Now, add to the equation a government that's fighting two wars: one a blood-and-bullets war in the middle east, and the other, a cultural war at home. This government is well-funded, and single-minded in its goals. At least on the cultural side. This government, and its supporters, are playing 'the media' like a drum.
And every time 'the media' tries to defend itself and its editorial decisions, the culural revolutionaries just see their response as proof of liberal bias.
How did they get so good at this? Because they have been preparing for this war for at least 40 years.
At the 1964 Republican convention, Former President Dwight Eisenhower denounced "sensation seeking columnists and commentators" and nearly caused a riot—the delegates howled and shook their fists at the network anchors' boxes. From Goldwater on, press bashing became a winning issue for Republicans, with every GOP presidential candidate (with the possible exception of Gerald Ford) doing his best to bully reporters or at least neuter them.
(For a great analysis of how long this has been going on, and a freaky-scary prediction from back in the day, check this out.)
And now, they've got it down to an art form. Any report that seems to go against this government's policies is decried by culural revolutionaries as showing a 'liberal bias.' And the media is so cowed by this, that they let them get away with it.
Add to this, they are incredibly media savvy. They are able to take the most onerous public policies, and give them patriotic, positive-sounding two-or-three word phrases--phrases that 'the media' gobble up like candy:
Family values. No Child Left Behind. Patriot Act. Yummy.
Sometimes the buzzwords don't work. Remember when GOP talked about the 'privitization' of Social Security? Didn't play in Peoria. So now it's "Personal Accounts."

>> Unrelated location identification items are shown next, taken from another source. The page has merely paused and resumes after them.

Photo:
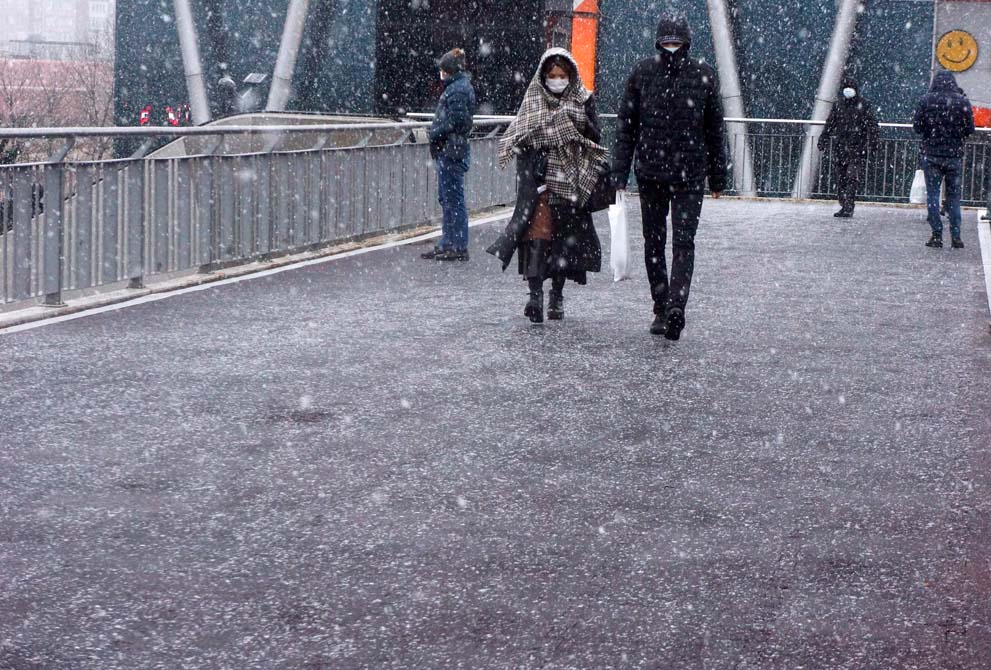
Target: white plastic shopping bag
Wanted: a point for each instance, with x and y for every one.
(917, 196)
(619, 250)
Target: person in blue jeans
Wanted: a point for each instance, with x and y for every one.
(451, 149)
(945, 119)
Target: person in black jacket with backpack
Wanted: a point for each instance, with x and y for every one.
(853, 129)
(945, 119)
(450, 147)
(671, 119)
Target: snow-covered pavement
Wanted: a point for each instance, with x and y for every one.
(377, 462)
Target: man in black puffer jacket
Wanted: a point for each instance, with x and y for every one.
(671, 117)
(944, 118)
(853, 129)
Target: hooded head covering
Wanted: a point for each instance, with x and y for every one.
(554, 123)
(673, 29)
(453, 61)
(849, 82)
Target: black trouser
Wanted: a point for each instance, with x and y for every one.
(685, 206)
(848, 180)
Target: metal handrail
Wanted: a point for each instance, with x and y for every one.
(201, 131)
(485, 118)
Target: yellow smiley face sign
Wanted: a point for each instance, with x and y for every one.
(957, 51)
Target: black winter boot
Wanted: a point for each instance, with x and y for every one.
(534, 309)
(555, 304)
(675, 324)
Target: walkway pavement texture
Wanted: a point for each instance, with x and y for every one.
(376, 462)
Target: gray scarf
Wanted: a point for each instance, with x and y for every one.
(553, 123)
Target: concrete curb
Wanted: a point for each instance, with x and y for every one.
(39, 315)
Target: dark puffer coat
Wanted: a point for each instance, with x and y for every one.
(852, 124)
(671, 118)
(451, 128)
(944, 118)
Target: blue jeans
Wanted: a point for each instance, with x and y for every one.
(936, 169)
(451, 185)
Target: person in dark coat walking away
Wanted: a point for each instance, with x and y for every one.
(671, 118)
(853, 129)
(451, 149)
(555, 140)
(945, 119)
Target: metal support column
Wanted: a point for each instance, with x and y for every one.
(732, 94)
(199, 104)
(832, 75)
(285, 66)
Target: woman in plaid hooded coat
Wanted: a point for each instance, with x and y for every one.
(555, 140)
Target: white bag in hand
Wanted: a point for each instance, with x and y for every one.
(917, 196)
(619, 251)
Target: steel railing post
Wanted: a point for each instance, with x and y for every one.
(53, 263)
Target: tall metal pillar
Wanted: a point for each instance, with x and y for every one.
(285, 66)
(832, 75)
(732, 94)
(192, 64)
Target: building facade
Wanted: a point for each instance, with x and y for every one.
(378, 56)
(55, 30)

Chomp chomp lick goes 'the media.' And any reporting that doesn't fall into line is labeled 'liberal.'
You know, with all his money, maybe Jason Giambi could hire some of these folks for himself, and let them hit the sports talk circuit."Giambi's two-run single in the sixth was a shining victory in the flow of the game. Why must you dwell on the negative? He didn't stike out, he just chose the 'non-contact' alternative."Why do you hate baseball?"